STATE of Florida, Appellant,
v.
Donald HOUSTON, Appellee.

No. 92-1612.

District Court of Appeal of Florida, Fourth District.

April 7, 1993.

Robert A. Butterworth, Atty. Gen., Tallahassee, and Joan Fowler, Asst. Atty. Gen., West Palm Beach, for appellant.

Richard L. Jorandby, Public Defender and Mallorye G. Cunningham, Asst. Public Defender, West Palm Beach, for appellee.

ON MOTION FOR REHEARING

PER CURIAM.

We withdraw our previous opinion and substitute the following. In light of this opinion, we deny the motion for rehearing.

The State has filed a notice of appeal from a decision to suppress identification *596 testimony. We treat the notice as a petition for certiorari. See State v. Keel, 557 So. 2d 907 (Fla. 1st DCA 1990); State v. Mendez, 423 So. 2d 621 (Fla. 4th DCA 1982).

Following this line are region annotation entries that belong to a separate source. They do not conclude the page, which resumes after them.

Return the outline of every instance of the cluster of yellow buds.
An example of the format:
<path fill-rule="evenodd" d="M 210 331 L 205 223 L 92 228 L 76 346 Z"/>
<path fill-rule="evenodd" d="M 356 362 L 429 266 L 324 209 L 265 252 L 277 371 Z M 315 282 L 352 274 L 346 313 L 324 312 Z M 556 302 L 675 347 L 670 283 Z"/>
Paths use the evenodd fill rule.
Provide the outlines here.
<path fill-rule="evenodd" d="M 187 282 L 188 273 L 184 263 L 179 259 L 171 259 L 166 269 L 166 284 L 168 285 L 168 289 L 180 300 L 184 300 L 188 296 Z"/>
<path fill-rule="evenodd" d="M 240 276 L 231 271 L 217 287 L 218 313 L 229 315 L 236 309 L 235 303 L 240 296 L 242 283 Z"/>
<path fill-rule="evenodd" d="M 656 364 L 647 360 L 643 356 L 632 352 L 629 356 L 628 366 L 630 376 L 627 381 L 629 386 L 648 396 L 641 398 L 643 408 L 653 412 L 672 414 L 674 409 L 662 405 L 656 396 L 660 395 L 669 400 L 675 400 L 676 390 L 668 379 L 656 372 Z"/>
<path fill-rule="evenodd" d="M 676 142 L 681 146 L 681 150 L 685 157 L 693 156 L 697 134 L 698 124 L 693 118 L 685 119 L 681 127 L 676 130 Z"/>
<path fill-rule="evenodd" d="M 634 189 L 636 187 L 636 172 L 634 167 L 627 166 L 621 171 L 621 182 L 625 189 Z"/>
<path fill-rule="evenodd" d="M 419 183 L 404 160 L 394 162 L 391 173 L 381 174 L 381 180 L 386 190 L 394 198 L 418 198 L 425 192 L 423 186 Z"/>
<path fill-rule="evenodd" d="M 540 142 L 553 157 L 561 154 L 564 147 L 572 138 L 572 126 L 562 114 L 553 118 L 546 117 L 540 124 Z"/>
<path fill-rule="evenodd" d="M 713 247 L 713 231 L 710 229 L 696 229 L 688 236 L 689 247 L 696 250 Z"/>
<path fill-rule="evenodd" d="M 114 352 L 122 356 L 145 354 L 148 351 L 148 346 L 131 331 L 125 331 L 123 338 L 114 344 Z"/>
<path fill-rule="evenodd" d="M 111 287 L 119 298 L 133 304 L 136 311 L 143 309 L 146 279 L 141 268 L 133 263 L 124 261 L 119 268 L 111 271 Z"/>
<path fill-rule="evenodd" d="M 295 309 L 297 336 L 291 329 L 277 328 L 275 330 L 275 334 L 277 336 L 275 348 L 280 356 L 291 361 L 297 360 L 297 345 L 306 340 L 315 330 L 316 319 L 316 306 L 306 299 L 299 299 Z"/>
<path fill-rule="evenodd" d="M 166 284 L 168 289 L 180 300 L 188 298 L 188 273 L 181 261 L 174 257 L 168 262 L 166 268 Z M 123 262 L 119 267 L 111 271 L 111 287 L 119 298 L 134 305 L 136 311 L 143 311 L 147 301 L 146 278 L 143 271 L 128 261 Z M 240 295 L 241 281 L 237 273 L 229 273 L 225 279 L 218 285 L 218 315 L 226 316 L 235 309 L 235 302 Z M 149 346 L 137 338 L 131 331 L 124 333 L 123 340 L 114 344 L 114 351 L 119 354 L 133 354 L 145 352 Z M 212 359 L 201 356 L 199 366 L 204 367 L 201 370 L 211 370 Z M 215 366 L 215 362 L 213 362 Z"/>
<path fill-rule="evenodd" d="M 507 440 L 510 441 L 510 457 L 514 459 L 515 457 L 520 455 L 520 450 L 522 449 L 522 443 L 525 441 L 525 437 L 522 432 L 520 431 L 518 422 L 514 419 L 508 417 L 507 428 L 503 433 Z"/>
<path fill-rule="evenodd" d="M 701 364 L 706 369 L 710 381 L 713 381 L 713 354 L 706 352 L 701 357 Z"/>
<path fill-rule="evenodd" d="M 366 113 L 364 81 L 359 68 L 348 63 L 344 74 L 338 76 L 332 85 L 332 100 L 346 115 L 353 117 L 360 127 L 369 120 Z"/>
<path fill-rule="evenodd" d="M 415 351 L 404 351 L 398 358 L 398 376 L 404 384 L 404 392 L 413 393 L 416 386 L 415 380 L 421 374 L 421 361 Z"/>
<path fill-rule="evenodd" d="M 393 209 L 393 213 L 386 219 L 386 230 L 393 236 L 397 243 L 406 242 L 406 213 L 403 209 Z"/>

After hearing testimony from the victim of a robbery and officers who investigated the incident, the trial court granted a defense motion to suppress the victim's testimony that defendant was the person who robbed him. The court found that the procedures used by the officers were impermissibly suggestive and that there was a substantial probability of misidentification. The state argues that the trial court erred.

A decision on a motion to suppress comes to us with a presumption of correctness, and we interpret the evidence and reasonable inferences in favor of the trial court's findings. McNamara v. State, 357 So. 2d 410 (Fla. 1978). The trial judge's finding that the show-up in this case was unreasonably suggestive is a factual resolution within the presumption. The state's attack on it here is little more than a quarrel with his view of the evidence. Hence the state has failed to demonstrate error, let alone the kind of departure from the essential requirements of law necessary to certiorari review.

CERTIORARI DENIED.

STONE and FARMER, JJ., and WALDEN, JAMES H., Senior Judge, concur.